Leut. Ryan Davis—Australian Defence/AFP/Getty Images
April 9, 2014 8:15 PM EDT

Signals from a site deep in the Indian Ocean picked up by an Australian naval vessel Tuesday have led investigators to believe they’re closing in on the site of the lost Malaysian Airlines Flight 370.

“I’m now optimistic that we will find the aircraft, or what is left of the aircraft, in the ‘not-too-distant future,’” said Angus Houston, the Australian official overseeing the search. “But we haven’t found it yet, because this is a very challenging business.”

The search area has now been reduced to an area of 22,364 square miles, roughly the size of West Virginia, located more than 1,000 miles northwest of Perth, Australia.

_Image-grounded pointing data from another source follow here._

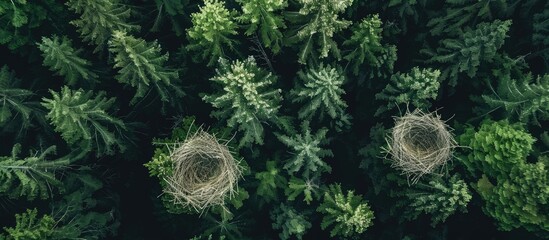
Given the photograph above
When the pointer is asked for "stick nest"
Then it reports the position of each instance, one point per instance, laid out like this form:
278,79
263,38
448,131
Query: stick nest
420,144
204,172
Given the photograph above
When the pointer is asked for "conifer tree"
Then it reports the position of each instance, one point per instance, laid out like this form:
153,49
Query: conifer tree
416,88
316,23
84,121
30,177
320,91
211,34
307,150
465,52
261,16
99,19
349,214
64,60
142,65
247,98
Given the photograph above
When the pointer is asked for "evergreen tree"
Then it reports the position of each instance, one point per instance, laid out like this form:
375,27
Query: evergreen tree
349,214
247,98
64,60
30,177
416,88
316,23
466,51
212,31
307,150
83,120
260,14
290,221
99,19
320,91
140,64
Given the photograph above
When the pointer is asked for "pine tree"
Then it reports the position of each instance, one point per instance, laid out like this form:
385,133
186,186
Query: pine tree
247,98
261,14
320,91
469,49
99,19
525,97
365,43
416,88
212,31
83,120
440,198
290,221
349,214
316,23
140,64
460,13
307,152
64,60
30,177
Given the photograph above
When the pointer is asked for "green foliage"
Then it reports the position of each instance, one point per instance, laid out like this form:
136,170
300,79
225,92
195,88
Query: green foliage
269,181
29,226
440,198
261,14
212,31
519,200
297,186
290,221
246,99
31,177
349,214
495,148
460,13
469,49
525,97
320,91
141,65
316,23
365,43
64,60
416,88
14,102
307,150
99,19
83,120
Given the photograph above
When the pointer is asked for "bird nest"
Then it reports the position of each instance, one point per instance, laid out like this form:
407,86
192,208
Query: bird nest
420,144
204,172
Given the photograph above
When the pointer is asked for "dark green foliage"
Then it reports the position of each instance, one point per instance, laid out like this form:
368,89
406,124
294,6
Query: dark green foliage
526,97
15,106
495,147
349,214
260,14
212,32
365,44
84,121
460,13
470,48
141,65
29,226
320,91
317,22
247,98
30,177
307,152
290,221
415,88
440,198
519,200
99,19
64,60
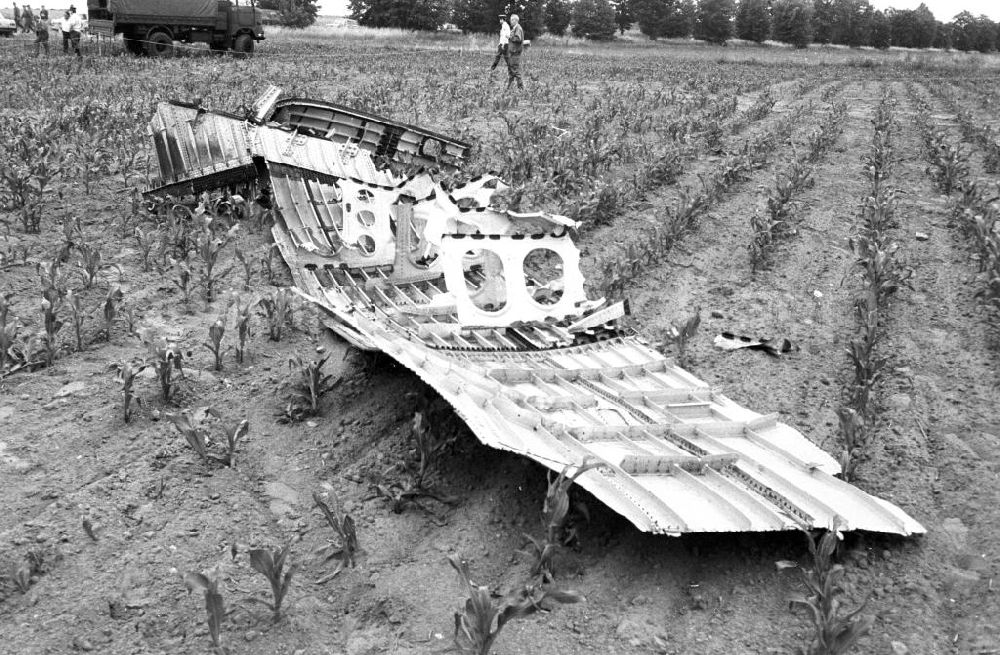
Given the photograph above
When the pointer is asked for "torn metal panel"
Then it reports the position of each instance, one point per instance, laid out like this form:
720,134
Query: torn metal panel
489,308
379,136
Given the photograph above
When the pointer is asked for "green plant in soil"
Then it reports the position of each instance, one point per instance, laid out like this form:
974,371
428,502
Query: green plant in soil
555,510
244,315
51,304
78,314
679,334
247,264
110,307
216,331
91,263
479,621
8,330
311,384
126,372
214,608
852,429
277,309
208,249
835,631
233,432
165,357
146,240
183,276
194,434
346,546
271,564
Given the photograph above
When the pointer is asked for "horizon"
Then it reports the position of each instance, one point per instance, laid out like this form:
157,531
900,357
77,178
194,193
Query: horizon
943,10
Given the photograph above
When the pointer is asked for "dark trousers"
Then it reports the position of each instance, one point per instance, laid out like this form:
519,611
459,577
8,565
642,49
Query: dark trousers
514,70
501,54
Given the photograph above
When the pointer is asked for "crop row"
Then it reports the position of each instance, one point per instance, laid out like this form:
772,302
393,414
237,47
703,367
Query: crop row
882,275
635,255
975,209
780,219
974,129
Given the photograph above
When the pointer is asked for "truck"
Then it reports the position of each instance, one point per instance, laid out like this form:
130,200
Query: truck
152,26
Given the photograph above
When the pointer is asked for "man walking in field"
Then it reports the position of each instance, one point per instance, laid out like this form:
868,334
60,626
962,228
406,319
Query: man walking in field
64,26
502,46
75,28
515,46
42,32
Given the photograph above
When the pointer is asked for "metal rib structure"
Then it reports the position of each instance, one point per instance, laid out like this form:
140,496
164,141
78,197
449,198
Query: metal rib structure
449,286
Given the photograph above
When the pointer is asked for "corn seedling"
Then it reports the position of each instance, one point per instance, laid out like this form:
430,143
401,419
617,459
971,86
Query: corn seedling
208,249
233,432
277,309
78,314
146,240
110,307
247,264
243,326
311,384
51,303
183,276
214,344
126,372
555,510
8,330
835,631
194,434
271,564
91,264
214,608
679,334
479,621
165,358
346,546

The search for the Boeing 777, which vanished with 239 souls aboard on March 8, has neared a critical stage as time runs out to locate the plane before the battery life expires in its “black boxes,” which send off the signals authorities believe they’ve picked up. Batteries on the black boxes are designed to last roughly 30 days, an expiration date that passed Tuesday. Once authorities have determined to stop using the ping locator that scans for black box signals a drone submarine will be deployed to painstakingly create a sonar map of the search area seabed, something that may be “not far away,” Houston said.

Locating the boxes once the batteries have run out would be extremely difficult, perhaps impossible, according to the Associated Press.

“Hopefully in a matter of days, we will be able to find something on the bottom that might confirm that this is the last resting place of MH370,” Houston said.